最悪な結婚のはずが、冷酷な旦那さまの愛妻欲が限界突破したようです
「おばあさんの土地の名義、必要なら臨に替えても かまわないんだぞ」

 貴治さんが静かに切り出したので、私は小さく首を横に振った。

「実は、その件なんですけれど……この家を二神不動産にお任せしようと思うんです。できるなら……当初の予定通り、鎌田社長にお譲りしていただけたらと」

 私の回答に、貴治さんは虚を衝かれた顔になった。貴治さんとの別れを決意したときにも告げたが、あれは勢いでも強がりでもない。少しずつ考えていたことだ。

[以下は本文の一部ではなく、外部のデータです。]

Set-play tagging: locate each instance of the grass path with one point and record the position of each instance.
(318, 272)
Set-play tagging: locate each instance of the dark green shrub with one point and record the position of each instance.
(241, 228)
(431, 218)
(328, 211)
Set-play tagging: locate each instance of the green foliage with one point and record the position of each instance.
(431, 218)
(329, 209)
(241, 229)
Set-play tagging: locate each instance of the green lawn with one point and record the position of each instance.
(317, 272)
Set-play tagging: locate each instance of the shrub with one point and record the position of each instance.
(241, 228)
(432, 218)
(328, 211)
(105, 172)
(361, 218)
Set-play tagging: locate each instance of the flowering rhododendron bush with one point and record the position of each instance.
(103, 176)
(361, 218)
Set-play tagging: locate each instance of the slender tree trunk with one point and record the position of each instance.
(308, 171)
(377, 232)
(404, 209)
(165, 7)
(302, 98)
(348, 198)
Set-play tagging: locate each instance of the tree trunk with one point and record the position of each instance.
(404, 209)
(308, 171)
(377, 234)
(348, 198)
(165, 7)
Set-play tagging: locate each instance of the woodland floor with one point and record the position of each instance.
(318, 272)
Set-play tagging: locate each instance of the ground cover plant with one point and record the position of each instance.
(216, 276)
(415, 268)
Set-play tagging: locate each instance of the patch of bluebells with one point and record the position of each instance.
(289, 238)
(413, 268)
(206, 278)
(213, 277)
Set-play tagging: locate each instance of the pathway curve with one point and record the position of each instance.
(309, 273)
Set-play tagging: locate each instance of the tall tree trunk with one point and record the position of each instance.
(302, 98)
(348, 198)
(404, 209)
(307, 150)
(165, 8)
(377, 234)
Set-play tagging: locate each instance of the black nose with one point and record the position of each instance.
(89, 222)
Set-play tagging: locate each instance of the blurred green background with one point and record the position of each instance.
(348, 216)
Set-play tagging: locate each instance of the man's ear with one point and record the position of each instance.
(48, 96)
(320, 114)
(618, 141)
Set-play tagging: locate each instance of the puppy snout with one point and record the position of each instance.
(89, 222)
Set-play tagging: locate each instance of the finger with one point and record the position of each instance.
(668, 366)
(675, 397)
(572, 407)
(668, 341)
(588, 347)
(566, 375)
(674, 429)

「怖かったんです。両親もいなくて、育ててくれた祖母も亡くして。家まで失ったら、本当にひとりぼっちになってしまう気がして……。この家を残したかったのは祖母のため、と言いながらずっと自分のためでした」

 叔父に簡単に手放されてしまうのが悔しかったのもあって反発もした。でも、いつかは手放さなくてはならない。

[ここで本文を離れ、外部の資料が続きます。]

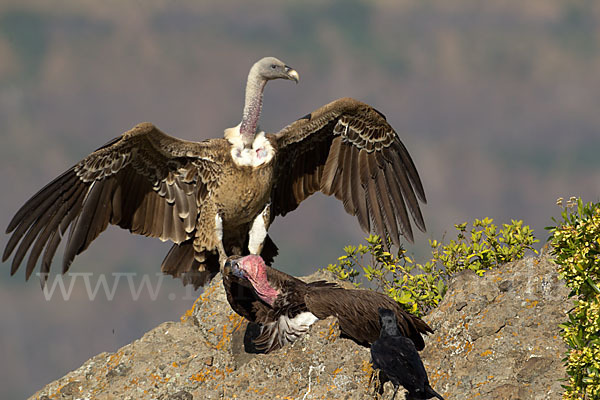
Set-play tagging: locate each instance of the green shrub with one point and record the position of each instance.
(575, 244)
(420, 287)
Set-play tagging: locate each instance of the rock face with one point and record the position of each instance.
(496, 338)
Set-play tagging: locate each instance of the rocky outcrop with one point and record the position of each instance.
(496, 338)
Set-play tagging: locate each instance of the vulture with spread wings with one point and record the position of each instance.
(219, 196)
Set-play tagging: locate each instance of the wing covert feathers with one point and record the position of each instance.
(356, 157)
(144, 181)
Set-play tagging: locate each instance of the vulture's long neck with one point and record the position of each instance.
(264, 290)
(252, 105)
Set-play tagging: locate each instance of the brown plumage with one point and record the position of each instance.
(273, 299)
(219, 196)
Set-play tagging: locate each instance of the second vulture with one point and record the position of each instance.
(219, 196)
(285, 307)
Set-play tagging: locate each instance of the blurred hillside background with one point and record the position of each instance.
(498, 103)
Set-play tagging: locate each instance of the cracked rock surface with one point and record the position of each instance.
(496, 338)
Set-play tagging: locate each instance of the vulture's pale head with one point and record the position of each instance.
(254, 269)
(270, 68)
(389, 324)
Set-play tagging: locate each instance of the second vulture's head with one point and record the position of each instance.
(389, 324)
(253, 269)
(271, 68)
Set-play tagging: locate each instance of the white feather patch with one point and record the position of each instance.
(261, 152)
(258, 232)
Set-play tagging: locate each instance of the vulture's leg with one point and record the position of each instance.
(220, 247)
(258, 231)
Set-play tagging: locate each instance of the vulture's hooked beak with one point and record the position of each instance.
(234, 265)
(292, 74)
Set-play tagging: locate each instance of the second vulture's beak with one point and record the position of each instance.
(235, 269)
(292, 74)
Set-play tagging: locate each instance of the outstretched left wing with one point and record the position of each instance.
(347, 149)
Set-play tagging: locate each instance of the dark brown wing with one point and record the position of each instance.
(144, 181)
(357, 312)
(347, 149)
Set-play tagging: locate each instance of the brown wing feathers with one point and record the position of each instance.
(126, 182)
(366, 167)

「私も家が病院から近かったから何度も祖母のお見舞いに行けました。祖母が生きていたら……誰かの役に立ちたいと願うと思います。この日記を見て、改めて確信できました」

 迷いながらも、祖母の日記に後押しされ、私は決意を固めた。

「……本当にいいのか?」

 貴治さんの問いかけに、力強くうなずく。

「はい。あ、でもすぐに家を壊したりするのは、ちょっと……まだ片付けとかもありますし」

「そこは臨の気持ちを最優先にする。焦らなくていい。鎌田社長もわかってくれるさ」

 優しくフォローする貴治さんを見て、つい噴き出してしまう。私の反応に、貴治さんは狐につままれたような表情だ。